The following is a summary of some of the 16 projects and sponsors invited to submit full applications.
Advanced Fossil Energy Projects
- Mesaba Energy Project (MEP-I, LLC): Integrated Gasification Combined Cycle (IGCC) Plant Minnesota is the proposed location for this project, which plans to build a state-of-the-art IGCC plant that would allot space in its design for CO2 capture and storage.
- Mississippi Power Company: IGCC Plant: Mississippi is the proposed location for this project, which plans to build an IGCC plant that would commercialize a first-of-its-kind application.
The above two IGCC projects would allow for potential CO2 capture in the future, would provide state-of-the-art emission controls far exceeding the emission level requirements specified in Section 1703 of the Energy Policy Act of 2005 and would help reduce cost and increase fuel flexibility of IGCC technology.
- TX Energy, LLC: Coal to Synthetic Gas IGCC Plant: Texas is the proposed location for this project, which plans to commercialize a new polygeneration gasification facility that can isolate a significant concentrated stream of CO2 while producing large amounts of power and methanol.
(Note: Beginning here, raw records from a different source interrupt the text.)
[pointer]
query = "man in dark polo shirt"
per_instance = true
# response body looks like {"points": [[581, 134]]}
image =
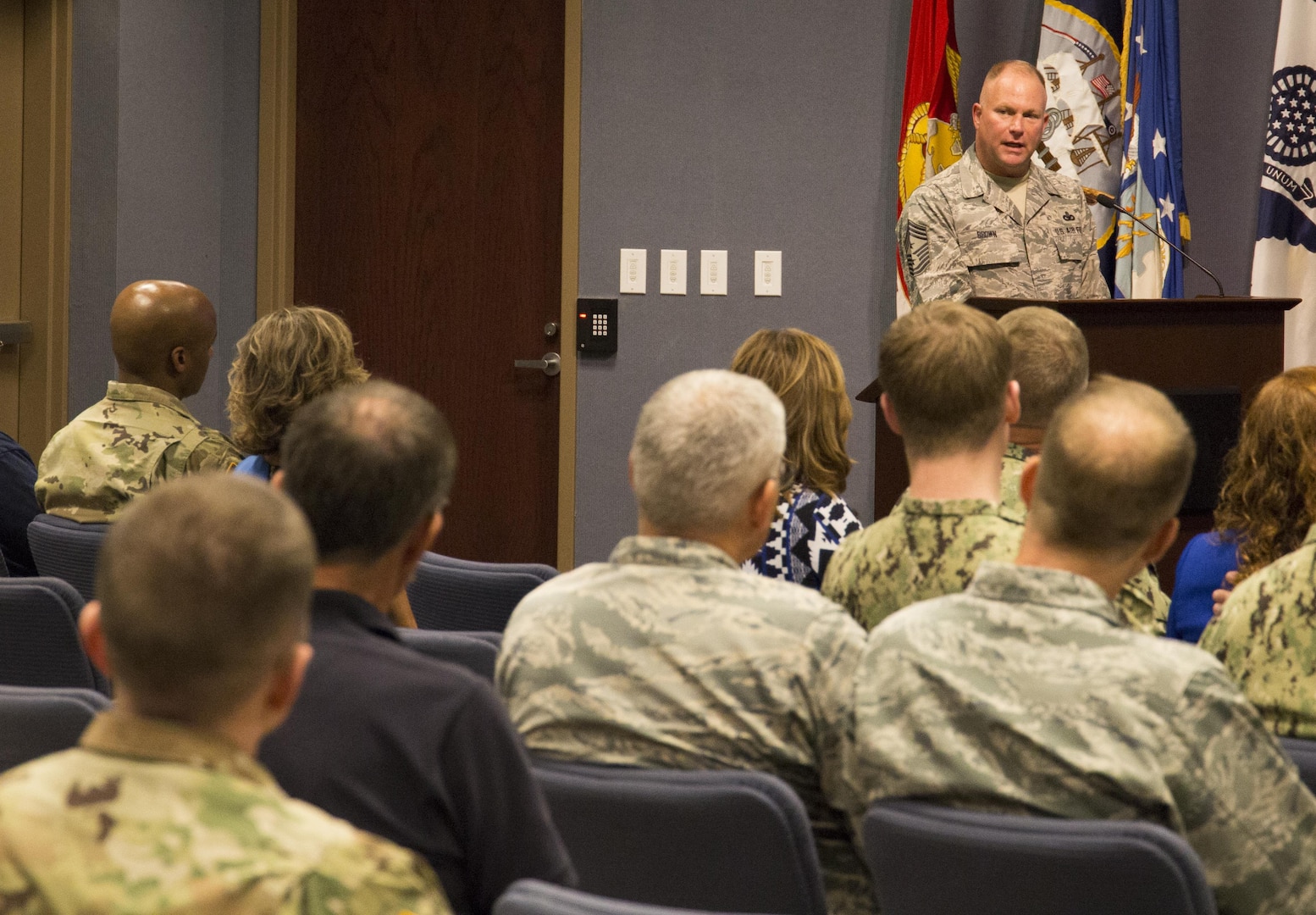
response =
{"points": [[395, 743]]}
Industrial Energy Efficiency Projects
- GR Silicate Nano Fibers and Carbonates: Washington is the proposed location for this project, which plans a highly energy efficient process for manufacturing paper.
- Sage Electrochromics: Electrochromic Window Manufacturing Project: Minnesota is the proposed location for this project, which plans to develop a manufacturing facility that would produce energy-efficient windows for the commercial and residential building sectors.
Solar Energy Projects
- Luz II: Nevada is the proposed location for this project, which plans to develop a highly efficient large-scale power project using concentrated solar-thermal technology.
- Solyndra, Inc.: California is the proposed location for this project, which plans to manufacture highly efficient thin-film photovoltaic modules.
Electricity Delivery And Energy Reliability Project
- Beacon Power: Massachusetts is the proposed location for this project, which plans to develop a system that will enhance peak performance of electric generation over the power grid.
Following funding and authorization for the program in February 2007, the DOE has established a Credit Review Board to make recommendations to the Secretary of Energy on loan guarantees; named an office director and technical and financial experts to work in the Loan Guarantee program office; and developed guidelines for the financial and technical review of loan guarantee applications.